The Mercury dime, Standing Liberty quarter and Walking Liberty half dollar designs were unveiled in the spring of 1916.
“Clothed in raiment of different cut, Miss Columbia will appear in much changed costume in new mintages of coins after July 1,” the Los Angeles Herald, May 31, 1916, reported. “This was the announcement of Secretary McAdoo. The changes will be upon dimes, quarters and half dollars.”
However, the dies weren’t ready in time and the release of the new silver coins was postponed.
“Because of delays in the arrival of dies from Washington, the new silver coinage was not placed in circulation at San Francisco, as was expected,” the Red Bluff Daily News, Sept. 6, 1916, said. “At the Mint it is reported that the dies for dimes will arrive Monday and that the 10-cent piece in its new dress probably will appear on the streets during the latter part of the week.”
By then, there was a severe dime shortage in California. The Sept. 10, 1916, issue of the Sacramento Union reported:
“Dimes and half dollars are becoming so scarce on the Pacific Coast that bankers of San Francisco and other coast cities may find it necessary to order shipments of these coins from the government Mint at Philadelphia, it was learned here today. No dimes have been coined at the Mint here since March 4, 1915.
“A change in the design of the coins, coupled with delay of receipt of new dies at the local Mint, was given as the reason of the shortage.”
As it turned out, Mercury dimes were not released until late October 1916. In the meantime, the San Francisco Mint fired up the presses and used Barber dime dies. Under the heading “Mint Turning Out Small Coins Again,” the Sept. 22, 1916, Sacramento Union reported:
“San Francisco, Sept. 21. – A 24-hour working schedule is being arranged at the San Francisco Mint in order to supply the increased demand for dimes, nickels and pennies, it was announced here today. Forty additional helpers are to be employed in the new eight-hour shifts.

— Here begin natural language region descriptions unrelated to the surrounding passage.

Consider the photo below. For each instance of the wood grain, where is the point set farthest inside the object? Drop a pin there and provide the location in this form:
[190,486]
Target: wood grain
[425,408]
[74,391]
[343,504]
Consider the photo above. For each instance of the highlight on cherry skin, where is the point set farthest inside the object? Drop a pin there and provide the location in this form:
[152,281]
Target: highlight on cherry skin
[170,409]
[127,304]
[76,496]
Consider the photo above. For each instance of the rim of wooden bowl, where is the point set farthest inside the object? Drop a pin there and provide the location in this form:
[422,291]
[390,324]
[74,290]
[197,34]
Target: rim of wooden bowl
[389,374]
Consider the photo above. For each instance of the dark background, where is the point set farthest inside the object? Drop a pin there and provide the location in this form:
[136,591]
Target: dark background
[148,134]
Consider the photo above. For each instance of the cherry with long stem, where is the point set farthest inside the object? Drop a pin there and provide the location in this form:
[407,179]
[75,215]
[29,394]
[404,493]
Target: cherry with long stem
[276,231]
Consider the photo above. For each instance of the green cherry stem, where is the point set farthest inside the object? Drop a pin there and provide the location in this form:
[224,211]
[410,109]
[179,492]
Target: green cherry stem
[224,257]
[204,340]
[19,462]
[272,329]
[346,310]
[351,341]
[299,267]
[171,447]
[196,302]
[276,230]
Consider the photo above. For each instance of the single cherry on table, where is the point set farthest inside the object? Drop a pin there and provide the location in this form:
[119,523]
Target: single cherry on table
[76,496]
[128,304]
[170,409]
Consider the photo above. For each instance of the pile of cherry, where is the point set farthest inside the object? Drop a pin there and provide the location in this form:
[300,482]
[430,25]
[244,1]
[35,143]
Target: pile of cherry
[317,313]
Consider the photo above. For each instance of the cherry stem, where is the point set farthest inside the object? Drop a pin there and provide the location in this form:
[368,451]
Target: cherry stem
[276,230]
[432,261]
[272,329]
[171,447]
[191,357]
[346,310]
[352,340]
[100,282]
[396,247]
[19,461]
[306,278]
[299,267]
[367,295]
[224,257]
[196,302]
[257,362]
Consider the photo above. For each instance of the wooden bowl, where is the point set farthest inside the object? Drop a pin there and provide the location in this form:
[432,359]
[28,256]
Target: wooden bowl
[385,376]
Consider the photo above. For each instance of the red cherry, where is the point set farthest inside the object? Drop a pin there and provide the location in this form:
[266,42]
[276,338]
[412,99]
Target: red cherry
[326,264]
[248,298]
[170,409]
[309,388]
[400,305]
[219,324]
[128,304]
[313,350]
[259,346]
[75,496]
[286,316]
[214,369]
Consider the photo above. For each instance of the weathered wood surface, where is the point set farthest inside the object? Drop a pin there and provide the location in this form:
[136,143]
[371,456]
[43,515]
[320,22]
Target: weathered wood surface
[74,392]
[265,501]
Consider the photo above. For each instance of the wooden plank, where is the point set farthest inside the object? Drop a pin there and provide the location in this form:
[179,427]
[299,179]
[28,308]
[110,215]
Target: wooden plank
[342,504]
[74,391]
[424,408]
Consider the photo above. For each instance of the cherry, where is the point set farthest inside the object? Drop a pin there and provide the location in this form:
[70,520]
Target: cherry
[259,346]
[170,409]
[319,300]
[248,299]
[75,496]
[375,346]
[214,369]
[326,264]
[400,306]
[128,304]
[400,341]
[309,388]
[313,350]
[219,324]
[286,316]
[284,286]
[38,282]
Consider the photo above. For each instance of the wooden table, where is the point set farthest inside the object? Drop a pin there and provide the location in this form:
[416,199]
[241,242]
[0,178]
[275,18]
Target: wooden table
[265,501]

“The increased demand for small coins is an excellent indication of good times and liberal circulation of money according to T.W.H. Shanahan, superintendent of the Mint here.”
Visitors might have witnessed the striking of the San Francisco Mint’s final Barber dimes. According to the Mint director’s annual report, 75,763 visitors were shown through the Mint in 1916.
At a Sacramento theater, dimes attracted the attention of a small-time thief. The July 19, 1916, Sacramento Union reported:
“Fifteen dollars in dimes was the booty obtained by a stout-hearted, shabbily dressed stranger at the Empress Theater last night when he made a grab for all the money in sight at the box office during the second show. The three rolls of dimes, neatly done up for deposit, were all he got, but he got safely away at that, much to the chagrin of manager Alex Kaiser, who reported the matter to the police”
San Francisco struck 5,820,000 Barber dimes in 1916, compared to more than 18 million from the Philadelphia Mint. None were struck at the Denver Mint. Today a Very Fine-20 1916-S Barber dime is valued at less than $7.